February 25, 2016 •
Repeal 17th Amendment: Utah Senate Wants Selection of U.S. Senators Returned From State Voters to State Legislators
On February 24, the Utah Senate passed Senate Joint Resolution 2, which asks Congress to repeal the 17th Amendment to the U.S. Constitution and proposes a new Amendment to return the power of choosing U.S. Senators to state legislatures. The […]
On February 24, the Utah Senate passed Senate Joint Resolution 2, which asks Congress to repeal the 17th Amendment to the U.S. Constitution and proposes a new Amendment to return the power of choosing U.S. Senators to state legislatures. The resolution contends the “popular election of senators has diluted the power of the separate states, diminished federalism, and resulted in the increased power of the federal government over the individual states.”
In the proposed language of the new Amendment, each state must create “a liaison committee” to “work with its United States Senators in evaluating the impact of federal legislation on its state.

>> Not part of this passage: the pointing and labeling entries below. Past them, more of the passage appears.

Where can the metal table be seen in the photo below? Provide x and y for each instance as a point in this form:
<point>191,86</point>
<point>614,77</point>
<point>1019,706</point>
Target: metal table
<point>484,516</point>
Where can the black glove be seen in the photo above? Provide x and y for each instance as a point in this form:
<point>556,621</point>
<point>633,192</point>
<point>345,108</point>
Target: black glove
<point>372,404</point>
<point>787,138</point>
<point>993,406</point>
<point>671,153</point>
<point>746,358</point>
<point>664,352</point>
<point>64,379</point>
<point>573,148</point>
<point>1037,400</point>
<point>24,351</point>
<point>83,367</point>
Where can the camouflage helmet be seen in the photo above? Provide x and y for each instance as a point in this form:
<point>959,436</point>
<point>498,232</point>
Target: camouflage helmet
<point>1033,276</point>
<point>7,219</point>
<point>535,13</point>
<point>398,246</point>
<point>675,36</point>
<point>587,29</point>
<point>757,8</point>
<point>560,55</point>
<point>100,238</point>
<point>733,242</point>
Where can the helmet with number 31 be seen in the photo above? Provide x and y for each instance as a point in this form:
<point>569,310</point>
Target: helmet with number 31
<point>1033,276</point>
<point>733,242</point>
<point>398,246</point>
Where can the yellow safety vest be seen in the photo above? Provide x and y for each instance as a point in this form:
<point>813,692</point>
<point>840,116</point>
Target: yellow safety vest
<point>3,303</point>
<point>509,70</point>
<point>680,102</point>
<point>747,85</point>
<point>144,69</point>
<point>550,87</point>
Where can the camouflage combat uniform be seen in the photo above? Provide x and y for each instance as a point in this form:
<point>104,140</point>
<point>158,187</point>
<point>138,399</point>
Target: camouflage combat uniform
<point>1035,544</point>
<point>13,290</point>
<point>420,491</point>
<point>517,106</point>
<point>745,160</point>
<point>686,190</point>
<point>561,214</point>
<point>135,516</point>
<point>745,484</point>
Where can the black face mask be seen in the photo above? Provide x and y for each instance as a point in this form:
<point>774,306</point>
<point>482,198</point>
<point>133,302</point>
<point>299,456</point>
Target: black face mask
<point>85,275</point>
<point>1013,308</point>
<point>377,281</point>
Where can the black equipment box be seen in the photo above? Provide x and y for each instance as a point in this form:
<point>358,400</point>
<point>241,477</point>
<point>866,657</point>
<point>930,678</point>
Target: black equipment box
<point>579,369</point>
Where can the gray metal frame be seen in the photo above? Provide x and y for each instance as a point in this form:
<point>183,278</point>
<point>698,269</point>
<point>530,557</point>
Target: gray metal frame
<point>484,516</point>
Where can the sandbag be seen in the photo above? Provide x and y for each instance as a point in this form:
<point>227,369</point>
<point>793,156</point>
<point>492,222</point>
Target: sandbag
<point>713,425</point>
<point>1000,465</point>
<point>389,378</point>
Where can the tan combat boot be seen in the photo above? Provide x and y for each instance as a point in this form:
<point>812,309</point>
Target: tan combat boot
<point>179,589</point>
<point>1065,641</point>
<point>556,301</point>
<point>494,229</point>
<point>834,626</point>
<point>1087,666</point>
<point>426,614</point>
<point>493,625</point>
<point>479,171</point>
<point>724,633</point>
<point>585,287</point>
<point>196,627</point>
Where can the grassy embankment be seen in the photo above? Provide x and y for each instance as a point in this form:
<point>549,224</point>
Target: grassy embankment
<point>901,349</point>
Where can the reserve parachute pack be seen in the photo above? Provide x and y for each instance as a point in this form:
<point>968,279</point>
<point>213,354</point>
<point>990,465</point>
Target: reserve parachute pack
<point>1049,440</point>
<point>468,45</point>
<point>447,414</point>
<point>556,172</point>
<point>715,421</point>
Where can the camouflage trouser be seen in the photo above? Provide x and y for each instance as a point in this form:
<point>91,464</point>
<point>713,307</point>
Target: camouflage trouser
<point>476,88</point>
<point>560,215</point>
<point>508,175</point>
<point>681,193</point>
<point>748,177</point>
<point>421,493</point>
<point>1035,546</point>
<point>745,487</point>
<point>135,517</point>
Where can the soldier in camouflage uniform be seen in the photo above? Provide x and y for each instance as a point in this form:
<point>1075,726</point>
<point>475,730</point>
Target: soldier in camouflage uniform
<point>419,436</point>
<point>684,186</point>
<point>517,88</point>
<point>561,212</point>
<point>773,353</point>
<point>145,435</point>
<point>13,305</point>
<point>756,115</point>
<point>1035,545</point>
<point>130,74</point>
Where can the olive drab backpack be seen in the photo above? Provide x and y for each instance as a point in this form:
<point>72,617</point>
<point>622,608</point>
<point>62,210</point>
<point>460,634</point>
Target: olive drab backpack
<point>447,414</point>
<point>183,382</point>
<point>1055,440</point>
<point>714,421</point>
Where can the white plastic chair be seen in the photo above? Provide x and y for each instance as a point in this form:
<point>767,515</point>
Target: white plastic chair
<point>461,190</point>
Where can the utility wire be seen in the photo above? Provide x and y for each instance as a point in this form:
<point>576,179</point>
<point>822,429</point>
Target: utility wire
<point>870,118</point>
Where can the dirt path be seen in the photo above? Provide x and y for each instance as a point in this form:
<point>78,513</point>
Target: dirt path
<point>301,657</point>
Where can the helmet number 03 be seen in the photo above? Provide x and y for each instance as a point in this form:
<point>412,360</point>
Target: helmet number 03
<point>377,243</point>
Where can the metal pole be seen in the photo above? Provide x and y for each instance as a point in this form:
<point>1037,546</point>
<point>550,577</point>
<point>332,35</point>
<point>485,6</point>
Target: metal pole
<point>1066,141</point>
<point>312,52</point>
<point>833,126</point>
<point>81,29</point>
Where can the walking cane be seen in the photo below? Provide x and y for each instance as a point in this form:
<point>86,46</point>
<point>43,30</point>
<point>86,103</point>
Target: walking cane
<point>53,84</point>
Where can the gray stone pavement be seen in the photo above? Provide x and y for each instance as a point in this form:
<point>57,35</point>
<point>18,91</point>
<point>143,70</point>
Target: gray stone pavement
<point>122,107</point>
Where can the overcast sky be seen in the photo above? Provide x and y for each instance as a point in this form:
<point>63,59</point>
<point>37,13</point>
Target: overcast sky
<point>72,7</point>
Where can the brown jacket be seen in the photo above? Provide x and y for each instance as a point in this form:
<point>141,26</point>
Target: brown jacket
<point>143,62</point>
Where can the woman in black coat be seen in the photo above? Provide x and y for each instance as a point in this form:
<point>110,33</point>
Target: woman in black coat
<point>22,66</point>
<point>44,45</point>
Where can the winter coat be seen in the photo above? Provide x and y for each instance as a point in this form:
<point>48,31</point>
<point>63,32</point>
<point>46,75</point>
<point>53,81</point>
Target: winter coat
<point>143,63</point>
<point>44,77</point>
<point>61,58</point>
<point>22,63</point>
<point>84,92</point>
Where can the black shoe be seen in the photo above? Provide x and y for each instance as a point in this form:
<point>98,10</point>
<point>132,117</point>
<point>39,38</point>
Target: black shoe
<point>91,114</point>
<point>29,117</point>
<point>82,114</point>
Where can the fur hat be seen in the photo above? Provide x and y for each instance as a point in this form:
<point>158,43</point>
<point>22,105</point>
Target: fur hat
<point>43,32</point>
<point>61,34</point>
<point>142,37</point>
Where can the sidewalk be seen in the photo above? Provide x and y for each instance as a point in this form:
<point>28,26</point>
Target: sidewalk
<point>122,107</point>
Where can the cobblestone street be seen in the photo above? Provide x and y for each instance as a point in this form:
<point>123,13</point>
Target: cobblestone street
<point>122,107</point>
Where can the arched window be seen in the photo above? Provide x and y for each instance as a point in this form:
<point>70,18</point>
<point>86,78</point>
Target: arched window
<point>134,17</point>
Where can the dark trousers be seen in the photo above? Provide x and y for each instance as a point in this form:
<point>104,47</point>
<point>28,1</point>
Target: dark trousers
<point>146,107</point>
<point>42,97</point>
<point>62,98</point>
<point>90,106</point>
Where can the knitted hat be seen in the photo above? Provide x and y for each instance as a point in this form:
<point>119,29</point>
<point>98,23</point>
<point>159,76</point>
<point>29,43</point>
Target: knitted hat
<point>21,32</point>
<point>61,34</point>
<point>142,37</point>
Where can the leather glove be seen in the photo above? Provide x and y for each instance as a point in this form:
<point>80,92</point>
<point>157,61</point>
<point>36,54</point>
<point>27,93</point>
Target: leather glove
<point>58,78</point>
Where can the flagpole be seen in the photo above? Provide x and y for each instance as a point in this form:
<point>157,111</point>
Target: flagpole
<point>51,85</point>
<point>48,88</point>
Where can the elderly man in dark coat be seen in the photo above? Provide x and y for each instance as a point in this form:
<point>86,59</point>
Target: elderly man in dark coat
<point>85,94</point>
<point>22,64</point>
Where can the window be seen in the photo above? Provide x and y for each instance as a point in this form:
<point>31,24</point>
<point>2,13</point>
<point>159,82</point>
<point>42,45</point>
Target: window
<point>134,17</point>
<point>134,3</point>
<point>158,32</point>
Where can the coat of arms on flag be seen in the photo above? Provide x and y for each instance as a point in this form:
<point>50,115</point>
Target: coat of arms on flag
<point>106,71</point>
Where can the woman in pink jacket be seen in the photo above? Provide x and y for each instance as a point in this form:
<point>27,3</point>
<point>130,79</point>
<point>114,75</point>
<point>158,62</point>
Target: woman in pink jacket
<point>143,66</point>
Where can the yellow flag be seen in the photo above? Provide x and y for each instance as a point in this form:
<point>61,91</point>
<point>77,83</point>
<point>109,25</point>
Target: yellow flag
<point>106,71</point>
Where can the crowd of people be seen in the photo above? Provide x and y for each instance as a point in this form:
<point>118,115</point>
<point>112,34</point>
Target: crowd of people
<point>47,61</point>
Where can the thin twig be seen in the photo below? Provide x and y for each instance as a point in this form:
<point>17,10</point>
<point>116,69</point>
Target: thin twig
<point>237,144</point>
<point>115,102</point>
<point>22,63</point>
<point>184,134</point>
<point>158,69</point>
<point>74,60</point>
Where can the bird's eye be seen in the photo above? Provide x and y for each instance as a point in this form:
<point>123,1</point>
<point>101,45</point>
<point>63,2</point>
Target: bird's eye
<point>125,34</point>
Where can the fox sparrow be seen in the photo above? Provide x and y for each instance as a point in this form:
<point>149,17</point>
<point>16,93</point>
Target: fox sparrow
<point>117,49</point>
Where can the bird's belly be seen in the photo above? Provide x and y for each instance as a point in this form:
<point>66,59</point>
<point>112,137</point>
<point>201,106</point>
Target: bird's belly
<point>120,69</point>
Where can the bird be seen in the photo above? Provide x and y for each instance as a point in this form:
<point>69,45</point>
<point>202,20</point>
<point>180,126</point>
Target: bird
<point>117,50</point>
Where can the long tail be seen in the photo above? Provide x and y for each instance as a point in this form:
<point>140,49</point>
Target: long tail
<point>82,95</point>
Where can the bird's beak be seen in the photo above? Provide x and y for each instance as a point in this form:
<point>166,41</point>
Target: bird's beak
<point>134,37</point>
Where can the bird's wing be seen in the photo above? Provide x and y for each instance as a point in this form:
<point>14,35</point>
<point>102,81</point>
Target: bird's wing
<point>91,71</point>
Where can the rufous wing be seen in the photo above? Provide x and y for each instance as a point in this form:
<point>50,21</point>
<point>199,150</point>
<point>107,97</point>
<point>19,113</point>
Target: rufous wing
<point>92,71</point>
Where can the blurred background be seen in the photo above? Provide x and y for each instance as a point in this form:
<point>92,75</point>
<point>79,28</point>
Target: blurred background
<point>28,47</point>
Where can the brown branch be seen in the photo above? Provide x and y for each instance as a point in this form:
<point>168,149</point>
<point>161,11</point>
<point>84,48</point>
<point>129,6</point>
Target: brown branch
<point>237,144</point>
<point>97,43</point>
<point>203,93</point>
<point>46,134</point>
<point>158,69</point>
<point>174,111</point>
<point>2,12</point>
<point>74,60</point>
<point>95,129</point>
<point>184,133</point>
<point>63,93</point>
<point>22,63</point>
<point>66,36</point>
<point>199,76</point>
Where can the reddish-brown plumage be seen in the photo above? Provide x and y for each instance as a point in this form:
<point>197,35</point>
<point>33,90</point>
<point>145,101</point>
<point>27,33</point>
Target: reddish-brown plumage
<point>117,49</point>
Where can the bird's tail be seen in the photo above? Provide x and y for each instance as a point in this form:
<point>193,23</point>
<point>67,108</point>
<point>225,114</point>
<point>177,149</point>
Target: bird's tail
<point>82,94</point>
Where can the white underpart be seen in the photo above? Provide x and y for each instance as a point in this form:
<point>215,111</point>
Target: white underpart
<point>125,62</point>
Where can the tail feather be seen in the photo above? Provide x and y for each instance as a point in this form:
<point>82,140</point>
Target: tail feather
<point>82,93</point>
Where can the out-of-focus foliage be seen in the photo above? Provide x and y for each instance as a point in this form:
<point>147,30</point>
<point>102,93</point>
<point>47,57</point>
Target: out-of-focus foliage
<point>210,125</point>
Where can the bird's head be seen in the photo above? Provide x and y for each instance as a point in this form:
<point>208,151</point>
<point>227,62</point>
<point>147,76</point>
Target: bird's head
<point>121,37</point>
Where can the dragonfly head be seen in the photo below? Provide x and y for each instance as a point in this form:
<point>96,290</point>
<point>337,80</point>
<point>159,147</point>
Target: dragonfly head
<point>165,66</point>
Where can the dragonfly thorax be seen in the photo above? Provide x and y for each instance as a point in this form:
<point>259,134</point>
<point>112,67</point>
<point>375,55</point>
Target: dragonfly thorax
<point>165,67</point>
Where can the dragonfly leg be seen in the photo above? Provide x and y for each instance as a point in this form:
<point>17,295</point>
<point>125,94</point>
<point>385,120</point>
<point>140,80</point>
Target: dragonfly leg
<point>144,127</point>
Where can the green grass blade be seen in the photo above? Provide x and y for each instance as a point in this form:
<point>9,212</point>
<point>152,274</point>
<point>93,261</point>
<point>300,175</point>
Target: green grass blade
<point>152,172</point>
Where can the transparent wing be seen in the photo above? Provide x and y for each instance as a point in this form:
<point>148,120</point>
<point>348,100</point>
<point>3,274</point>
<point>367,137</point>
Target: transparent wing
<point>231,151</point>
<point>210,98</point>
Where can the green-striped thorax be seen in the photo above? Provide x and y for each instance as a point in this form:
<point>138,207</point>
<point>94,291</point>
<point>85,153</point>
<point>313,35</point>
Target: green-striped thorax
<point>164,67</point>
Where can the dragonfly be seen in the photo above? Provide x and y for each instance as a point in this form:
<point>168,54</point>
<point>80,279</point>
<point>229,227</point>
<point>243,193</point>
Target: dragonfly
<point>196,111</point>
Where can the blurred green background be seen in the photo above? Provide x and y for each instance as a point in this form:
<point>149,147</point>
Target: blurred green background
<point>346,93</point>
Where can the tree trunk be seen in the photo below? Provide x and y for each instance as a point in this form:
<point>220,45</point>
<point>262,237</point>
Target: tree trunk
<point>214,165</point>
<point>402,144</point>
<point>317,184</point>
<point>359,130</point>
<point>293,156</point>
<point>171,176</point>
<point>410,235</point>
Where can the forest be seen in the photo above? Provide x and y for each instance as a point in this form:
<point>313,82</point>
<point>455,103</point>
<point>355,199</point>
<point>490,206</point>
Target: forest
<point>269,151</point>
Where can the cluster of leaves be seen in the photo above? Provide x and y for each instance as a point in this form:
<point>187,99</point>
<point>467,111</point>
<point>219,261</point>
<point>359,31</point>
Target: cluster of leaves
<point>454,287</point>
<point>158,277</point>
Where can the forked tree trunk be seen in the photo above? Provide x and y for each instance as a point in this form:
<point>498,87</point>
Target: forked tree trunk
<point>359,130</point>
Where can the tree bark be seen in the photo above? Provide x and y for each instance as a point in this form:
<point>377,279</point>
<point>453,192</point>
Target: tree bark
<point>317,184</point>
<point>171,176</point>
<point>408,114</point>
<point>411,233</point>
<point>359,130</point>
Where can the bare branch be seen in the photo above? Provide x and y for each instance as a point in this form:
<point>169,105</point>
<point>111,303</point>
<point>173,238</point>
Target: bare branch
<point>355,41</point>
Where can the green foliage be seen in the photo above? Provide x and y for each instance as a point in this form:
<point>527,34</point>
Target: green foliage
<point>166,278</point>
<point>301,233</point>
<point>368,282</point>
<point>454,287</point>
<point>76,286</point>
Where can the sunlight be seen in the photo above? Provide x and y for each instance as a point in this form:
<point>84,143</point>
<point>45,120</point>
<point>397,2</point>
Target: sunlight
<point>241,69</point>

All legislation proposed by Congress, and all treaties proposed, shall be submitted to each State’s liaison committee.” Additionally, the language of the Amendment calls for the senators to be subject to removal by the senator’s state legislature and for their salary to be provided by the senator’s state. The resolution quotes arguments made by James Madison in the Federalist Papers that federal legislation should be “ratified by two independent power sources: the people’s representatives in the House and the state legislatures’ agents in the Senate.”
The resolution passed 20-6. All five senators from the Democratic Party, along with one Republican senator, voted against the resolution. Three other Republican senators did not vote.